Hamas is pitting hand-held weapons and bottle rockets against Israeli tanks, jet bombers, artillery, etc. That disparity is why Israel is losing. What works for the state at the physical level of war works powerfully against it at the moral level. In effect, Israel has turned itself into Goliath. How many people cheer for Goliath?

Despite powerful images of Israeli tanks and planes blowing up buildings in Gaza, the physical level of war is weaker than the moral level. That is especially true when talking about strategy. Strategy, in turn, trumps tactics. In Fourth Generation war, states normally win at the physical/tactical level at the cost of defeating themselves at the moral/strategic level. It is very difficult for states to escape this trap because their superiority in the former is the cause of their defeat in the latter.

Israeli military historian Martin van Creveld calls this “the power of weakness.” As an example, he argues that the only reason the British Army did not lose Northern Ireland is that it suffered more casualties than it inflicted.

The longer Israel continues physically destroying Gaza the sooner its strategic defeat will come and the greater will be its magnitude.”[6]

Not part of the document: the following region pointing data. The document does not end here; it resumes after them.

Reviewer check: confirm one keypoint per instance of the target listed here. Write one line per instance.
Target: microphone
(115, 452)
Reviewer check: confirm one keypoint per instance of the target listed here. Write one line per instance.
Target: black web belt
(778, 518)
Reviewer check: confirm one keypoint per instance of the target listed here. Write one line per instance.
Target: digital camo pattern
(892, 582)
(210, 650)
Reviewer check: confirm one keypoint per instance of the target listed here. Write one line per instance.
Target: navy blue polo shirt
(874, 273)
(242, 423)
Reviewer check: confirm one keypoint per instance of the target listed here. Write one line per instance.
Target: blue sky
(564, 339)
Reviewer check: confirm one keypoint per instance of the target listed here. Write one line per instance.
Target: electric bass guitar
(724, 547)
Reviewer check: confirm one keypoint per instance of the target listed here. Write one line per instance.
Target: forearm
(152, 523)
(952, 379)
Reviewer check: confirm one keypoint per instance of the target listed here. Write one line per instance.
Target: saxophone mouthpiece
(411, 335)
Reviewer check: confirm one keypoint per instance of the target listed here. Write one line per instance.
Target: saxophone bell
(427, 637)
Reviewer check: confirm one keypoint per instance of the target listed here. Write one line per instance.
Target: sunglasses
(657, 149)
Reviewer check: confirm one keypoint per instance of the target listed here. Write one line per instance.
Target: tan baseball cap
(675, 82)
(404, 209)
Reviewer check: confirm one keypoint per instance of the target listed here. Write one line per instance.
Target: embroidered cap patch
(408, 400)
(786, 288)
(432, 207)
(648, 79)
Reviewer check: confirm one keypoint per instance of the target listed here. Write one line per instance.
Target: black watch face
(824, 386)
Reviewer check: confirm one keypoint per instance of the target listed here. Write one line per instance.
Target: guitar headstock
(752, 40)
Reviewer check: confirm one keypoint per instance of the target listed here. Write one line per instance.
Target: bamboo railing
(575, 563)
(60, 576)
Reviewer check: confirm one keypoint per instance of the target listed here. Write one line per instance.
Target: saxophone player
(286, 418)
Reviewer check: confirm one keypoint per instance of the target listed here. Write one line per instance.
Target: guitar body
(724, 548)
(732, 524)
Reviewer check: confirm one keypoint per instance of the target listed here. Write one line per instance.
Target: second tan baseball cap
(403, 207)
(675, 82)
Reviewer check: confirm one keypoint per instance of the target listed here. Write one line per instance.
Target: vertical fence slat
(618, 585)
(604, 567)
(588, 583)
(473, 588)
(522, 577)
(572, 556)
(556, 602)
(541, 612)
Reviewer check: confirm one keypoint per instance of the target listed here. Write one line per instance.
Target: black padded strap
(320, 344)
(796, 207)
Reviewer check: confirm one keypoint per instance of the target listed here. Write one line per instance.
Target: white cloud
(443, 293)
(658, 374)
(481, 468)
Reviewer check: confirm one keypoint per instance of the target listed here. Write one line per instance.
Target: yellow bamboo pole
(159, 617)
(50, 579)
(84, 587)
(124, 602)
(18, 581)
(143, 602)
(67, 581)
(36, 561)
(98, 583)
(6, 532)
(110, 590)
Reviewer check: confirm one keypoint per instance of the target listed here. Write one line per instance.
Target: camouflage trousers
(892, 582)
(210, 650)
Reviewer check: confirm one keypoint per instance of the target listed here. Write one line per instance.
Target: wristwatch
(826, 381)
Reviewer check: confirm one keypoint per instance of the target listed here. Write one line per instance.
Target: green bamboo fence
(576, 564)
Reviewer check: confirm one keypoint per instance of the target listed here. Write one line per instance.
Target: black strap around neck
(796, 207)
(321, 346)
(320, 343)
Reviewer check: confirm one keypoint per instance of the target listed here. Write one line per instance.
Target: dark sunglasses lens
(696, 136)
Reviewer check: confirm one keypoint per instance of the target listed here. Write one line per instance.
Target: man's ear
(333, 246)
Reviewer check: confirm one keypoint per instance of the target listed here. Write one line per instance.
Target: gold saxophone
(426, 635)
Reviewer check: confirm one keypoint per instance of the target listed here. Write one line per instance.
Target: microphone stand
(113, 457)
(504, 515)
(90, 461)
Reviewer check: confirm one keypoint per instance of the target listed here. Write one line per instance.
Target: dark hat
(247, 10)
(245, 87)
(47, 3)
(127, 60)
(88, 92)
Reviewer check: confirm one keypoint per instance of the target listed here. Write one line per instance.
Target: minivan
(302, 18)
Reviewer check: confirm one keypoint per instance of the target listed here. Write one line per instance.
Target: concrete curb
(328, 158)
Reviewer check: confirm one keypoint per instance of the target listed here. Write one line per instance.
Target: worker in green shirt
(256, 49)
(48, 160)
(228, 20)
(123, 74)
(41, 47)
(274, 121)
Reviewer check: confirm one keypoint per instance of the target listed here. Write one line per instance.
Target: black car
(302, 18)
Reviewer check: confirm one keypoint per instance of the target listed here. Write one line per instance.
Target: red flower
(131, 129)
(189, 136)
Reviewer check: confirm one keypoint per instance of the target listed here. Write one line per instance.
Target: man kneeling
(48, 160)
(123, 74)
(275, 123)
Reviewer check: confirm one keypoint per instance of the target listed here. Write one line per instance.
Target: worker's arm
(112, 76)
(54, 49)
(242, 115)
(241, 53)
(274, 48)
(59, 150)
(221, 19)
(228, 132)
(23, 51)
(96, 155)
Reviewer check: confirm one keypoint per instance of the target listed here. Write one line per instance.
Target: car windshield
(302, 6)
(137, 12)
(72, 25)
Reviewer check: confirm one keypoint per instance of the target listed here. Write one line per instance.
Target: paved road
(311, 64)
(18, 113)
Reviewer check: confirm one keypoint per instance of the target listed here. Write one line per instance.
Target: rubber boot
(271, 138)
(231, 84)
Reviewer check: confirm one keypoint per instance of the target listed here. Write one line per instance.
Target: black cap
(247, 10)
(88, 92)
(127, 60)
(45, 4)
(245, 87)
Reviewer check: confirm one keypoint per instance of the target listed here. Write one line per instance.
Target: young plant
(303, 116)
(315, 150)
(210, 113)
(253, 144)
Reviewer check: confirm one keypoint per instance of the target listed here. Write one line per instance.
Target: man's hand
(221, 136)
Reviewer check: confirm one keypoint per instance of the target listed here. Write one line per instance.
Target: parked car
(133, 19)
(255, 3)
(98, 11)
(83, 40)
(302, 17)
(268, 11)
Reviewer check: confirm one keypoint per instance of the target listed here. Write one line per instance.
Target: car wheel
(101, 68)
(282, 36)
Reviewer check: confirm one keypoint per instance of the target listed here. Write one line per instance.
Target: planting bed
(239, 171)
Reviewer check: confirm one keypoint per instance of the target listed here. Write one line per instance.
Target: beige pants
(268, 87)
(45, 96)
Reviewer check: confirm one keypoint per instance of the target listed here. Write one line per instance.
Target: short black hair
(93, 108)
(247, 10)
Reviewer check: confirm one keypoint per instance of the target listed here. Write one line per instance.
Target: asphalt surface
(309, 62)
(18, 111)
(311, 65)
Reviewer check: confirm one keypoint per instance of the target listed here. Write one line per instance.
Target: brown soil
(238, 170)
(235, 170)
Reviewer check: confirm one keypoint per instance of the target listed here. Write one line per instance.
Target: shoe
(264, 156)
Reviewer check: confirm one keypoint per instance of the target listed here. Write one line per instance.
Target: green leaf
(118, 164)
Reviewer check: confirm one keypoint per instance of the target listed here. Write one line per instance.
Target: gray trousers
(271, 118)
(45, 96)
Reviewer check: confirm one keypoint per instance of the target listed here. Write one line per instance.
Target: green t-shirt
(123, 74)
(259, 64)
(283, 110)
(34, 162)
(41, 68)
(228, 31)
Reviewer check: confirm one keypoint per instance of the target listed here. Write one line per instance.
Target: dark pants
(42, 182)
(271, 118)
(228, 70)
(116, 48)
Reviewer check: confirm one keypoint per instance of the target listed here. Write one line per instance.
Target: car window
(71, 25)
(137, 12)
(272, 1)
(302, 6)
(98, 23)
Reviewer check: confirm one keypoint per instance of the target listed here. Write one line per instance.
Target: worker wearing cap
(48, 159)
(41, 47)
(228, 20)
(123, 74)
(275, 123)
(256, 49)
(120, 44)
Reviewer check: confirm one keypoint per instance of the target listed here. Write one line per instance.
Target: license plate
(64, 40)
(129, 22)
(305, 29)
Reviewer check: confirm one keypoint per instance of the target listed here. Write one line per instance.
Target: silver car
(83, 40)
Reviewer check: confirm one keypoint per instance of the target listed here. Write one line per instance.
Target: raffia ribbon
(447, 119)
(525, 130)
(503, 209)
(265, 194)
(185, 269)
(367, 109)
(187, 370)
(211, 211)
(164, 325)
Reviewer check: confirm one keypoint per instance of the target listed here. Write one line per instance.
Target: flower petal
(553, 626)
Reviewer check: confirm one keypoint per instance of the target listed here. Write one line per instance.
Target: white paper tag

Lind goes on to explain the practical consequences the way Israel is fighting this war could impact the future of Israel, I recommend reading it. In this day and age, but also to some degree in the past, how you win matters as much as actually winning. This is true on a macro scale, as well as on the micro scale. A debate in public is not a war, but if one side of the debate railroads the other side, you will often turn people against you. Again, this is simply an illustration, not a comparison. This applies even more strongly to things like armed conflict. The United States turned much of the world against it for how it attacked the Middle East after 9/11. People don’t like seeing this kind of thing.

I share Lind’s piece here because he is an expert on Fourth Generation war, that is war between state and non-state actors. He knows the impact on a nation that these kinds of wars can have better than any of us. And his military expertise is that on this front, Israel is losing and losing bad.

This might be an alternative bit of evidence to help us understand why Israel is not releasing casualty data and is seeking to conscript troops from previously untapped pools in the population; it knows this is not going well and it needs to prepare for a larger war. Friends of Israel should be telling it to stop what it is doing; because even if it is winning on the local scale it is still losing.